BANJAR, infoinaja.id— Akademisi sekaligus komentator politik nasional Rocky Gerung melakukan kunjungan singkat ke Arboretum Ayutirta, kawasan konservasi tanaman seluas delapan hektar yang berlokasi di Jalan Ahmad Yani Km 10, Kabupaten Banjar, Kalimantan Selatan. Dalam kunjungannya, Rocky turut menanam pohon ulin, simbol kepedulian terhadap pelestarian lingkungan di Bumi Lambung Mangkurat, Jum’at (24/10).

Arboretum Ayutirta merupakan kawasan konservasi milik Chendrawan Sugianto, seorang pebisnis air minum dalam kemasan yang juga dikenal memiliki komitmen tinggi terhadap kelestarian alam. Ia mendirikan arboretum ini sebagai bentuk dedikasi bagi kedua orang tuanya, almarhum Agung dan Yuliana, sekaligus untuk menjaga keseimbangan ekosistem Kalimantan Selatan.

Dalam kesempatan tersebut, Rocky Gerung mengungkapkan makna simbolis dari penanaman pohon ulin  salah satu pohon khas Kalimantan yang dikenal kuat dan tahan hingga ratusan tahun.

“Penanaman pohon ulin ini adalah simbol masa depan lingkungan kita. Di tengah derasnya arus modernisasi dan perkembangan ekonomi, manusia sering kali lupa menjaga keseimbangan dengan alam. Karena itu, saya sangat mengapresiasi langkah Pak Chendrawan yang tak hanya fokus berbisnis, tetapi juga berkontribusi menjaga alam,” ujar Rocky.

Sementara itu, Chendrawan Sugianto, pendiri Arboretum Ayutirta, menyampaikan rasa terima kasih atas kehadiran dan dukungan Rocky Gerung.

“Pohon ulin ini melambangkan kekuatan dan ketahanan. Ia bisa bertahan hingga 20 generasi atau lebih dari 500 tahun, meski tumbuh lambat.

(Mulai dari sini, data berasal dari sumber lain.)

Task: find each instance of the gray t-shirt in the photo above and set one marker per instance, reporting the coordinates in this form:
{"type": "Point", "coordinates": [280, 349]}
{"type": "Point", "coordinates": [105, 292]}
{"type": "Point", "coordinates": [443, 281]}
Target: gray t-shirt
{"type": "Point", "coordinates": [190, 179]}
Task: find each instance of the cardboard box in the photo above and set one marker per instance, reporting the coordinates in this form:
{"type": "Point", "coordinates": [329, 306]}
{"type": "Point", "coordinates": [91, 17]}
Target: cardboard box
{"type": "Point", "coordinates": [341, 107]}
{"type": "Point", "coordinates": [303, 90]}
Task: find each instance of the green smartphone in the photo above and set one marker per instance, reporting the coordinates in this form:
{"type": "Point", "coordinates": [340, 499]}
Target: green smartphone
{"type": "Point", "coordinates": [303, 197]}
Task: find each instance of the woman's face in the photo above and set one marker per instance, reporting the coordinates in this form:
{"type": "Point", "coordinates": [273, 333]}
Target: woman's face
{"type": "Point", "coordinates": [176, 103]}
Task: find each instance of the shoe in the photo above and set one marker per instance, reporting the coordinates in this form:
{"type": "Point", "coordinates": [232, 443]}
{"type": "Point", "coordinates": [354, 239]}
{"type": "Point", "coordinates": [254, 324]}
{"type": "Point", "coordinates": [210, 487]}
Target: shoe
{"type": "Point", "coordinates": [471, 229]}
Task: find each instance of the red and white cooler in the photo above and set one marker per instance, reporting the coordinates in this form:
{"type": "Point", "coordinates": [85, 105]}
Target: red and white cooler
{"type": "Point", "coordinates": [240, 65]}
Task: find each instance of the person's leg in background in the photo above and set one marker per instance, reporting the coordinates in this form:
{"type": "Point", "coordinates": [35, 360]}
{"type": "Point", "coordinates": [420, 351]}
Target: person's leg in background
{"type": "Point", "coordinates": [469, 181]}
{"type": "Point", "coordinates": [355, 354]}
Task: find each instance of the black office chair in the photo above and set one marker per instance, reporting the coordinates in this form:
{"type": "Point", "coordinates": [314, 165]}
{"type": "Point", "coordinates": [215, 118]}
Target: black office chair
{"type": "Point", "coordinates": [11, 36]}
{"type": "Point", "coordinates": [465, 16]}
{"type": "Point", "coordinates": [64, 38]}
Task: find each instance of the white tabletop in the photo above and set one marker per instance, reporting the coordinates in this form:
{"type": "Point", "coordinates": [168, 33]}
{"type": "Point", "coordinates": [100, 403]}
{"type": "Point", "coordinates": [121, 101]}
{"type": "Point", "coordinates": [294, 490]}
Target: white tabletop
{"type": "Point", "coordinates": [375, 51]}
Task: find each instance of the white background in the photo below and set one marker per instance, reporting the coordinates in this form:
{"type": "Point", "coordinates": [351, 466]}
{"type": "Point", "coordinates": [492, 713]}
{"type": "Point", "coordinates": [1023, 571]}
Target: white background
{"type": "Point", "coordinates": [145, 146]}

Semoga penanaman ini menjadi inspirasi bagi kita semua untuk menjaga bumi,” ungkap Chendrawan.

Dosen Antropologi FISIP Universitas Lambung Mangkurat, Dr. Tony Rudyansyah, turut berharap agar tradisi menanam dan melestarikan alam seperti ini terus dipertahankan dan menjadi bagian dari budaya masyarakat Kalimantan Selatan.

Arboretum Ayutirta sendiri mulai dikembangkan sejak tahun 2012 dan resmi didirikan pada 2019. Kawasan ini terdiri atas enam hektar tanaman keras dan dua hektar sawah produktif, dengan lebih dari 103 spesies tanaman. Beberapa di antaranya merupakan tanaman langka seperti ulin, gaharu, mahoni, maja, dan minyak kayu putih.

Melalui langkah kecil seperti penanaman pohon ulin ini, Arboretum Ayutirta berharap dapat menjadi ruang edukasi dan inspirasi untuk terus menumbuhkan kesadaran akan pentingnya menjaga kelestarian alam bagi generasi mendatang.